Novel Acoustic Modeling with Structured Hidden Dynamics for Speech Coarticulation and Reduction

  • Li Deng ,
  • Dong Yu ,
  • Alex Acero ,
  • Xiaolong(Shiao-Long) Li

Proc. of the DARPA RT04 Workshop |

We report in this paper our recent progress on the new development, implementation, and evaluation of the structured speech model with statistically characterized hidden trajectories. Unidirectionality in coarticulation modeling in such hidden trajectory models as presented in previous EARS workshops has been extended to bi-directionality (forward as well as backward in the temporal dimension), offering significantly more power in parsimonious modeling of long-span context dependency.
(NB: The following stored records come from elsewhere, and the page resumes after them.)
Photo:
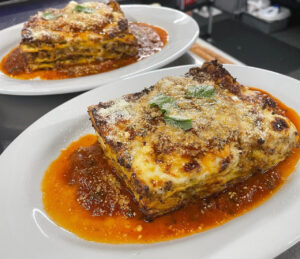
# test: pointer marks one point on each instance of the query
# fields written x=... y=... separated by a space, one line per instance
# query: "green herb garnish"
x=178 y=122
x=50 y=16
x=165 y=104
x=201 y=91
x=83 y=9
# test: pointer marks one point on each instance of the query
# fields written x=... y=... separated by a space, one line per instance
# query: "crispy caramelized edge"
x=211 y=70
x=121 y=28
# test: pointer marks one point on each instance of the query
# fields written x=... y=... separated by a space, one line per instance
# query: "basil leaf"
x=163 y=102
x=178 y=122
x=201 y=91
x=50 y=16
x=83 y=9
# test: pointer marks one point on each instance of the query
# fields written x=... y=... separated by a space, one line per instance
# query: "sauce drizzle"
x=78 y=195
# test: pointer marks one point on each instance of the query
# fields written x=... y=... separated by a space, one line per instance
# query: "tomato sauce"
x=151 y=39
x=82 y=194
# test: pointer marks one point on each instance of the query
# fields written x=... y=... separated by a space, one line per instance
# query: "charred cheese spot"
x=231 y=137
x=224 y=163
x=279 y=124
x=192 y=165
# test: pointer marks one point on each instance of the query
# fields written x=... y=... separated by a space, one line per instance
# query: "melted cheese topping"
x=70 y=25
x=232 y=136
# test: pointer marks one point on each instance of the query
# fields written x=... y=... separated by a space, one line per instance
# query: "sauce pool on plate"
x=151 y=39
x=83 y=194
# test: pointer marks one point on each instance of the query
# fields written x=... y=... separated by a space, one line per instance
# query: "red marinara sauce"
x=151 y=39
x=82 y=194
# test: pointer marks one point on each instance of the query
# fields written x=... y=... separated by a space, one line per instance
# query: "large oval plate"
x=27 y=232
x=182 y=30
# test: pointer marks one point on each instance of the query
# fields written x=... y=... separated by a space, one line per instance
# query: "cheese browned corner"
x=77 y=34
x=191 y=136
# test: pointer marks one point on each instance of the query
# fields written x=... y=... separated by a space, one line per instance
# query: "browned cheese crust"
x=78 y=34
x=236 y=133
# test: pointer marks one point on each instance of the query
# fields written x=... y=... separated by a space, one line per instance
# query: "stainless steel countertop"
x=18 y=112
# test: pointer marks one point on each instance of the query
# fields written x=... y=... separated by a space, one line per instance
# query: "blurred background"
x=261 y=33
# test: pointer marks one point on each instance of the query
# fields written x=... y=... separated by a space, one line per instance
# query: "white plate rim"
x=93 y=81
x=270 y=251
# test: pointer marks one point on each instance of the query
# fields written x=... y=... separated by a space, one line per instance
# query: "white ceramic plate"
x=27 y=232
x=182 y=29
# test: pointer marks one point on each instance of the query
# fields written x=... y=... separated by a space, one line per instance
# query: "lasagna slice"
x=191 y=136
x=78 y=34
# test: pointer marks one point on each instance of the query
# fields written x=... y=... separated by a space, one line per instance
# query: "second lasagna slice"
x=88 y=33
x=191 y=136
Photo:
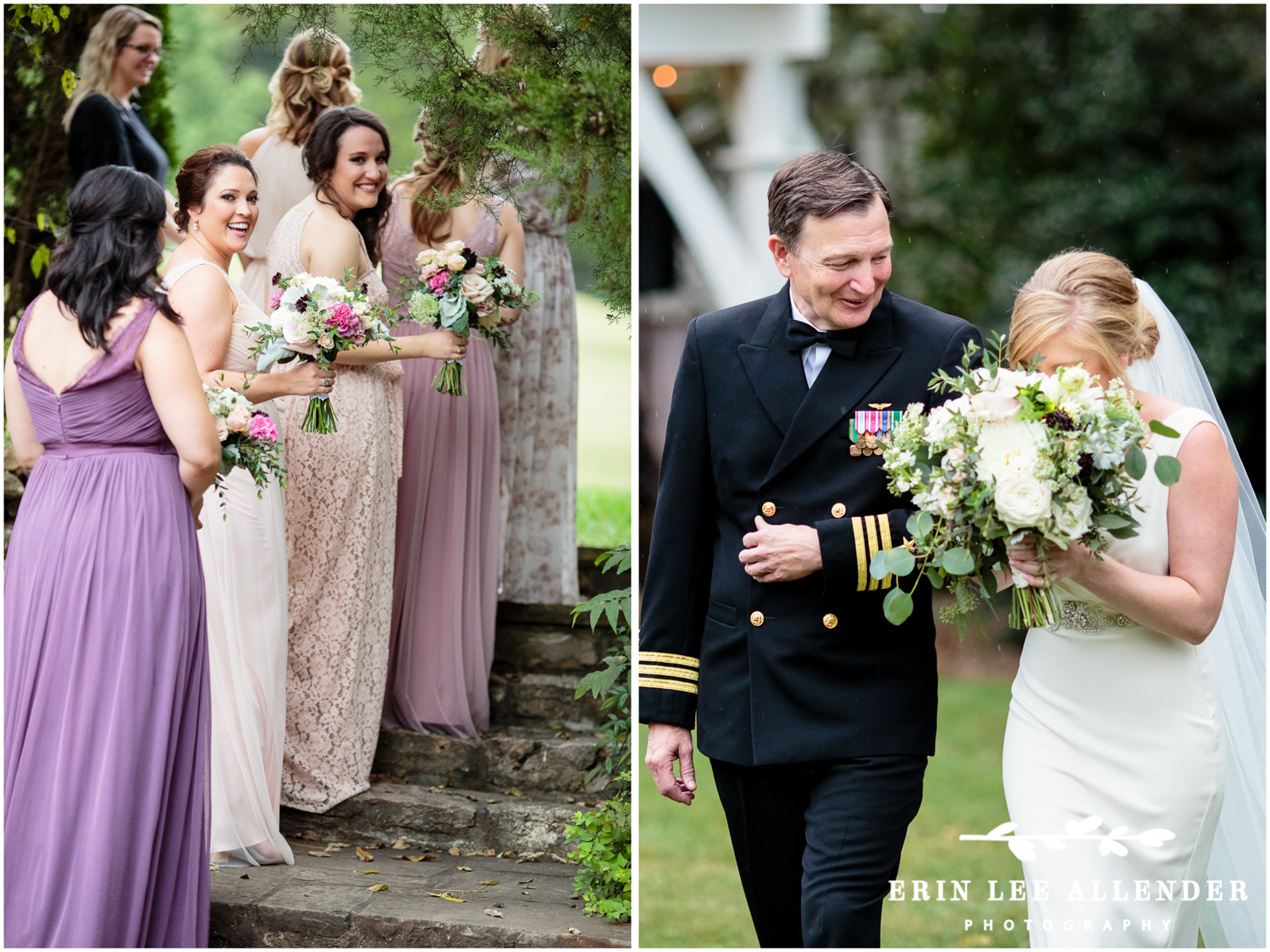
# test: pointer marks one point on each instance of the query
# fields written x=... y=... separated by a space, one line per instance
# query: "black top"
x=104 y=132
x=797 y=670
This new type of model, when appropriately implemented, also simultaneously exhibits the property of contextually assimilated phonetic reduction or phonetic target undershooting that is prevalent in casual, fluent speech (e.g., conversational speech). Experiments on large-scale N-best rescoring (N=1000) have demonstrated substantially lower phone recognition errors achieved by the model compared with a context-dependent (triphone) HMM system built with HTK. When the “error propagation” effect of the long-span acoustic model is artificially removed in the N-best rescoring paradigm (via adding the reference hypotheses into the 1000-best list), the error rate is further cut down in a dramatic manner.